Old Music? New Music? This isn't a contest.

I recently returned from the Folk Alliance International Conference in Kansas City. A phrase I heard from a few artists and venues was that I play Cover Songs! I didn't take this as a compliment.

It used to be the term cover songs was meant for popular songs that you heard on the radio or television. This current usage has expanded to include all traditional songs & melodies, blues... anything that the artist didn't write.

Sadly this expanded usage creates an artistic division between singer-songwriters and song interpreters. 

What would have happened if this artistic division was in effect around in...let's say, as an example, 1940.

Woody Guthrie wrote This Land Is Your Land around 1940. He recorded it for Moses Asch in 1944 when he was on leave from the Merchant Marines. It was not a popular song when Woody Guthrie recorded it. 

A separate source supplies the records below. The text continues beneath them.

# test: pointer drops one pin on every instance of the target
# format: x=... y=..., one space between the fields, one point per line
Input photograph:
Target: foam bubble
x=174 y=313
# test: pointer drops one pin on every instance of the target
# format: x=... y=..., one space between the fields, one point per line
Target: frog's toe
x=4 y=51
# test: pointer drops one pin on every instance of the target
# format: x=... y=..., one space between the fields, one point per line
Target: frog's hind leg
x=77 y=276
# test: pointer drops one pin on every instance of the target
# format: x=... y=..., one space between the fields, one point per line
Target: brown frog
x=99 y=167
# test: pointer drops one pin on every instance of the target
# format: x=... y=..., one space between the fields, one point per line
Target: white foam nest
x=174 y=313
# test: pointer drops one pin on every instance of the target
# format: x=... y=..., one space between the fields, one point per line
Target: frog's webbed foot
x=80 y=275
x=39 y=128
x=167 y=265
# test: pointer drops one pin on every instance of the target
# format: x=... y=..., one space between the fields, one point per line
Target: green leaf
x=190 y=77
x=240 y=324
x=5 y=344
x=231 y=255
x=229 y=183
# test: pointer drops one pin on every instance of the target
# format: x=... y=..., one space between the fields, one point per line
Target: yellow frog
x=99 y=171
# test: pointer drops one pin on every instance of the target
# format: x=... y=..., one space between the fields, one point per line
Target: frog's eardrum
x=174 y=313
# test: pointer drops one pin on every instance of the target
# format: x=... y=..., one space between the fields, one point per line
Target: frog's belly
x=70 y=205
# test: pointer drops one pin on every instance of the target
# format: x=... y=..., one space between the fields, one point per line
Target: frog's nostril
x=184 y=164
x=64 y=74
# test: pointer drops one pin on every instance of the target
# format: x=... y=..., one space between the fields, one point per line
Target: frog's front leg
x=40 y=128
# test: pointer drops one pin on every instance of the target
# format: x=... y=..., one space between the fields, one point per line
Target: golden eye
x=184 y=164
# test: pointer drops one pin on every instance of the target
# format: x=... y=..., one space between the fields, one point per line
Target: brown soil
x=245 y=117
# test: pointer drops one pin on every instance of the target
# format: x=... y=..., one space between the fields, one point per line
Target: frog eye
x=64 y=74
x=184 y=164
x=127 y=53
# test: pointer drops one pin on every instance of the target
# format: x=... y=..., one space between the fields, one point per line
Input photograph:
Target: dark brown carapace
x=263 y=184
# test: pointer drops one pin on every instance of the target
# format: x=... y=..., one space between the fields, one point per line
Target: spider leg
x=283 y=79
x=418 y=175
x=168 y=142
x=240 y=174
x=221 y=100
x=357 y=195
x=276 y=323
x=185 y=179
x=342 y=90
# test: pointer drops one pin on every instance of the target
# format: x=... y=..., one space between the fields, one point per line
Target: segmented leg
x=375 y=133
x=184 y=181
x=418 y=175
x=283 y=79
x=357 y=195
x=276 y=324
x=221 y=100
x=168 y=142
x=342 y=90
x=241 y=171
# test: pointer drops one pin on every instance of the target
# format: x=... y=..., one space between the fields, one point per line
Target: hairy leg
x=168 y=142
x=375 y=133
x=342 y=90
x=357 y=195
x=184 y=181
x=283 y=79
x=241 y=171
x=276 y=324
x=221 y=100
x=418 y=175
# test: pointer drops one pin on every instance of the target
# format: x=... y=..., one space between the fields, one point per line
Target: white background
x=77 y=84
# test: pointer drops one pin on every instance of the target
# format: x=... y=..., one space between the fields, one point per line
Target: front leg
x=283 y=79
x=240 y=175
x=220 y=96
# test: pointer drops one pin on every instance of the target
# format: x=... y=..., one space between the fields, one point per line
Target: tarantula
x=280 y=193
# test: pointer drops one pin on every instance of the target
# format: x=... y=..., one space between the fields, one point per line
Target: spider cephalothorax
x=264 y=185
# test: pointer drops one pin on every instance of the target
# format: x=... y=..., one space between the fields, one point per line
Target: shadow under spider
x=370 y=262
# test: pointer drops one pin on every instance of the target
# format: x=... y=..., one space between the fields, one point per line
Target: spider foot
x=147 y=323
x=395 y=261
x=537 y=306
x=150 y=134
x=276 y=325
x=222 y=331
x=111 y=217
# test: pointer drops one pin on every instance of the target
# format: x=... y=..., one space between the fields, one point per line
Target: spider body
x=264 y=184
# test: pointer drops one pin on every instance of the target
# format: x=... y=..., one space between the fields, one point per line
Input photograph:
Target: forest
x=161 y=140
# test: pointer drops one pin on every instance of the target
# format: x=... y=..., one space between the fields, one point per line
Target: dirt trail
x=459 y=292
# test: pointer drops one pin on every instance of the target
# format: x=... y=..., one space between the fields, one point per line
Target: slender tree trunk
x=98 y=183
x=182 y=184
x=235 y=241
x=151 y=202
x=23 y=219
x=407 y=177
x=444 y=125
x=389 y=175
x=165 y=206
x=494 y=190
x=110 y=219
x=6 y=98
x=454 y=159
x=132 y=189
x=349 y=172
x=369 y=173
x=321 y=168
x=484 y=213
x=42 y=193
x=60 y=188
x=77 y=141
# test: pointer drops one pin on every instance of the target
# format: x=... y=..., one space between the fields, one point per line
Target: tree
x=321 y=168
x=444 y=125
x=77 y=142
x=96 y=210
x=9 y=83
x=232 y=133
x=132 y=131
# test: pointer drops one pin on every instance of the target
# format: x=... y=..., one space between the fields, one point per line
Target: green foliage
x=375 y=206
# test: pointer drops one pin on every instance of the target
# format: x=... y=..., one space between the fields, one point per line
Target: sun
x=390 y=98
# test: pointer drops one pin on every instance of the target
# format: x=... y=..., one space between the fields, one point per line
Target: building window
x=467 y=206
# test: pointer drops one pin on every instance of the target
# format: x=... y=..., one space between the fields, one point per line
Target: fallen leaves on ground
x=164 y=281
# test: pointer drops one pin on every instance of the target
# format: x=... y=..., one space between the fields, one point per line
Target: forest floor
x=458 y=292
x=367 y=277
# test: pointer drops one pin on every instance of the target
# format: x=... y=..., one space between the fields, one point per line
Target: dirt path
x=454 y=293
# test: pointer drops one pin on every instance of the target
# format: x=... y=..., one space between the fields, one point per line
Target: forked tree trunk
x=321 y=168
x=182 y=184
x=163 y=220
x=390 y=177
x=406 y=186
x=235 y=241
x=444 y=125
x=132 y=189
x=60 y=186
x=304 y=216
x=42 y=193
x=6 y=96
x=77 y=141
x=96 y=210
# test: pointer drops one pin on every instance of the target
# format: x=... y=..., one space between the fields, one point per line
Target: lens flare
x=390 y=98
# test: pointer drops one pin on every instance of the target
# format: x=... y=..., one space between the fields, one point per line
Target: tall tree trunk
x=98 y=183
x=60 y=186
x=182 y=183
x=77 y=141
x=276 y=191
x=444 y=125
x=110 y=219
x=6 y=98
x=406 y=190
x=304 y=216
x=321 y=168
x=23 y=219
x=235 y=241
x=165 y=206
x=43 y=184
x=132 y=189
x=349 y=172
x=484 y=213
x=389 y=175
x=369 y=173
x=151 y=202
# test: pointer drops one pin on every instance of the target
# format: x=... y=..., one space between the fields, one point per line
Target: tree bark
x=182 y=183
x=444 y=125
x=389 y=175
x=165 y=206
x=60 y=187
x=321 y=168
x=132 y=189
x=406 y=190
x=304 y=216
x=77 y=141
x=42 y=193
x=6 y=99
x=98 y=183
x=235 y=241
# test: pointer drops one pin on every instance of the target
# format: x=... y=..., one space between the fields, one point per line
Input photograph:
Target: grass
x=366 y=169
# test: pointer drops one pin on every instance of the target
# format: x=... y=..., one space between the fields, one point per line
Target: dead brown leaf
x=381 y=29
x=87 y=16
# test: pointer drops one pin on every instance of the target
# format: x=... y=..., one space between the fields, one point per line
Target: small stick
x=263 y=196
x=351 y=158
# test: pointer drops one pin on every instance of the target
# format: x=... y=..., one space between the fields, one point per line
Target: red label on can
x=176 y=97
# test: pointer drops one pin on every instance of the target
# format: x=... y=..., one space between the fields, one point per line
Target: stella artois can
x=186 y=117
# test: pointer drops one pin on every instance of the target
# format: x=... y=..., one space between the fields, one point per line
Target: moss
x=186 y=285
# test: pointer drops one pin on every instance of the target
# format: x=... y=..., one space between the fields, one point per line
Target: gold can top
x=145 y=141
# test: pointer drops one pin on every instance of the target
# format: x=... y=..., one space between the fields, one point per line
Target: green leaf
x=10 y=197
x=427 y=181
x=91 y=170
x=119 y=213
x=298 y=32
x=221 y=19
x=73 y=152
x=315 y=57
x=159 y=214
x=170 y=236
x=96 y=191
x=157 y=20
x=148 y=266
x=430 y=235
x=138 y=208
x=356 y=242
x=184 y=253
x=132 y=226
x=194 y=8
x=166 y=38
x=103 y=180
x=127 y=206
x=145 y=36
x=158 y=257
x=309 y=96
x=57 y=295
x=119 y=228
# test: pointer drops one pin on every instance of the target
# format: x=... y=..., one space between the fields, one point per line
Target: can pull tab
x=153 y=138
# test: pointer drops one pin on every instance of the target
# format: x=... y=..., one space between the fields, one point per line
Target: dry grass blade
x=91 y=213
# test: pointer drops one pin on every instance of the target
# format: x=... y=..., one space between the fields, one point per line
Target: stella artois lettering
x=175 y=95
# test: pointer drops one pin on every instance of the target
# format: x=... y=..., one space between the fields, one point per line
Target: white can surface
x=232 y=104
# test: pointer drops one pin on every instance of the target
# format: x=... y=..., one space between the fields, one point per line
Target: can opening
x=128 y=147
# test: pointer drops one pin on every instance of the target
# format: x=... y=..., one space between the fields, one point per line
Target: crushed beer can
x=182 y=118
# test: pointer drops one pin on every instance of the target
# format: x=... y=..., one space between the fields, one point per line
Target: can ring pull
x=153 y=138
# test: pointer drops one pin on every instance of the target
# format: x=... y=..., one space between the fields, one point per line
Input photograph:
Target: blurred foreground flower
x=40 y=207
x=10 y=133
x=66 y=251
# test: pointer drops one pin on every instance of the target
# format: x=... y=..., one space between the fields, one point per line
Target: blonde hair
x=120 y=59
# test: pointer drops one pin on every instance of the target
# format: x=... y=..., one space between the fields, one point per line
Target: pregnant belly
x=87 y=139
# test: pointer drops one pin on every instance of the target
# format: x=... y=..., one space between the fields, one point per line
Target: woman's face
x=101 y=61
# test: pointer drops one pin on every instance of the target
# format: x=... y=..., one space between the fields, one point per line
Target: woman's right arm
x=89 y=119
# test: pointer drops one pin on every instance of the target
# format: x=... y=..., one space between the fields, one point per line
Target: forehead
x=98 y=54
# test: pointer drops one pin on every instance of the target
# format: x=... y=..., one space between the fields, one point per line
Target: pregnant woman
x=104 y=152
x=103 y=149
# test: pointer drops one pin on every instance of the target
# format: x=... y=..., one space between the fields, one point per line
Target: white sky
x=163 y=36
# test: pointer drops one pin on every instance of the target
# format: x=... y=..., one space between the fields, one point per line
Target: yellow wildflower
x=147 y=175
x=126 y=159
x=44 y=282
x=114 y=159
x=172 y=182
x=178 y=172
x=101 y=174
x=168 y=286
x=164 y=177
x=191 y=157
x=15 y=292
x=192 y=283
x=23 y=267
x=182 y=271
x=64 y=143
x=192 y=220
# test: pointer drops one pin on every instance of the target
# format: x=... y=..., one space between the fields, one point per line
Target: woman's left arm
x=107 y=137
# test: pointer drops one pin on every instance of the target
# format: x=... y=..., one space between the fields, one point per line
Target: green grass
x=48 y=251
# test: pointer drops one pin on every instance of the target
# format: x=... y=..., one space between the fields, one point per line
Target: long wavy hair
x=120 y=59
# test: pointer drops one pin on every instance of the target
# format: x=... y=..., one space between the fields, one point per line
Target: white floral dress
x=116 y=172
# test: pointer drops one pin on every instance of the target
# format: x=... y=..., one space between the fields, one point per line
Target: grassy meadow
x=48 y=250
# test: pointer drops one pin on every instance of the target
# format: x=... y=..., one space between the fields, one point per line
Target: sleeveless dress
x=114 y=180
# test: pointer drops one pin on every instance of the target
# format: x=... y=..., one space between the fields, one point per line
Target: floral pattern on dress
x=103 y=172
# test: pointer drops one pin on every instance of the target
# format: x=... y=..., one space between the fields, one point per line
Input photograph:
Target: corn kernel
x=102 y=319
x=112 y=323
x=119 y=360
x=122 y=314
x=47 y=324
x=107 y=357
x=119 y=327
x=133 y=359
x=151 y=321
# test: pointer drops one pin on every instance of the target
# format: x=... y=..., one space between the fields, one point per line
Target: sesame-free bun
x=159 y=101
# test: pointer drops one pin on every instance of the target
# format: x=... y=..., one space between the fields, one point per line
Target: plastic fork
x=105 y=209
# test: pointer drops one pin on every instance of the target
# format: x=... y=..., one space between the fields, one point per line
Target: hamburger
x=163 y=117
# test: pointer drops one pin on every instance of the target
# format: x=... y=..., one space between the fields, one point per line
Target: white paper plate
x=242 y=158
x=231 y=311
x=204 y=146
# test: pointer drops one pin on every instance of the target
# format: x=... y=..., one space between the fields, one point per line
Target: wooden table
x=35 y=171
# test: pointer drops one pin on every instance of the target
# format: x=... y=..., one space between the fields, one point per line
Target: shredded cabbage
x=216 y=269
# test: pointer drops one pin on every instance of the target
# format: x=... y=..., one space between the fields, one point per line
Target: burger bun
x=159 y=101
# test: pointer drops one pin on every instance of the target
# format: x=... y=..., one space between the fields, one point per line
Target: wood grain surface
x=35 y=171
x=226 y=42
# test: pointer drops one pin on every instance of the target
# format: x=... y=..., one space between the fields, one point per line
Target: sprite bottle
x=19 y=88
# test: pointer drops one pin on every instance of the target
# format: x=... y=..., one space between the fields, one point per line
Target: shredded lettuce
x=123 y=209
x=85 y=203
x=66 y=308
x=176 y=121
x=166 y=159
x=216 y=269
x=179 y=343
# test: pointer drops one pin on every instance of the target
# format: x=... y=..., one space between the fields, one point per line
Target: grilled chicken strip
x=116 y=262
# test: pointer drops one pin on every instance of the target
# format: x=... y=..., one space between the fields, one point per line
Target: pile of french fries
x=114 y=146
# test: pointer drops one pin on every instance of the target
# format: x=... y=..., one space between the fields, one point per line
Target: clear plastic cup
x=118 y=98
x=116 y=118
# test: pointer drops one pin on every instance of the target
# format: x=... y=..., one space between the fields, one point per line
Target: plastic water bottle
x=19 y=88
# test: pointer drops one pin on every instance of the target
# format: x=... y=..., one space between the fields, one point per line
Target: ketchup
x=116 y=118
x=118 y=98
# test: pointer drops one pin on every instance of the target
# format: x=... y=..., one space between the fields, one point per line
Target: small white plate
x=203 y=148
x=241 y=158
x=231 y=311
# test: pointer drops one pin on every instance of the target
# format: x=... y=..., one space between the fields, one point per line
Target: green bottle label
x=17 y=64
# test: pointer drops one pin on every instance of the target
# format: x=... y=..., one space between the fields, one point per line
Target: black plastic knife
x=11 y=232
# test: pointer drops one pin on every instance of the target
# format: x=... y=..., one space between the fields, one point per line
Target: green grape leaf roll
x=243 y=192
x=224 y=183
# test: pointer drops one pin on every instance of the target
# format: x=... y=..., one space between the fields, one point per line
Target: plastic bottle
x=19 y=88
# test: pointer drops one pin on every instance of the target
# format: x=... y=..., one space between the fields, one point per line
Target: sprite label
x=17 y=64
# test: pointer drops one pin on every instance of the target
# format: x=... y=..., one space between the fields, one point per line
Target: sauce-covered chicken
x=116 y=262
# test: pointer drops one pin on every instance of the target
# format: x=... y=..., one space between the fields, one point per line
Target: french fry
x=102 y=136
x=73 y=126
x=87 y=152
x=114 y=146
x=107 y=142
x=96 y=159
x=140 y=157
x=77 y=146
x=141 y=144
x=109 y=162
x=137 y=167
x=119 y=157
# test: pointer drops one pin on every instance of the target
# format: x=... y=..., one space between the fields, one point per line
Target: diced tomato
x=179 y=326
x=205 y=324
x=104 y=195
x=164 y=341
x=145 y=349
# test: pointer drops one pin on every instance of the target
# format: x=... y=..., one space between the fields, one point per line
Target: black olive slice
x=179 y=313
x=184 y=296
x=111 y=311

Since 1944 This Land Is Your Land has been recorded by the Wayfareres (1956), The Weavers (1958), The Kingston Trio (1961), Peter, Paul & Mary (1963), Bruce Springsteen (1986) just to name a few. Pete Seeger sang this song to children in schools all over the world.  Millions have sung it. This Land Is Your Land is part of our American cultural heritage. All because people were empowered to sing a cover song. They made it their own and sang it in their own way.

There is a perception that we always need something "new" in order to be entertaining or to relate to an audience or be relevant. A couple of questions:

* What happens when no one will sing the songs that were written in the past?

* Will the stories and artistry be lost?

* Is our history, past artistry and perspective being diminished?

Don't people write songs for others to sing, enjoy and perform?  Can't we share? Will their stories will be eventually lost?

To paraphrase a question from the musical Hamilton, who will tell our stories?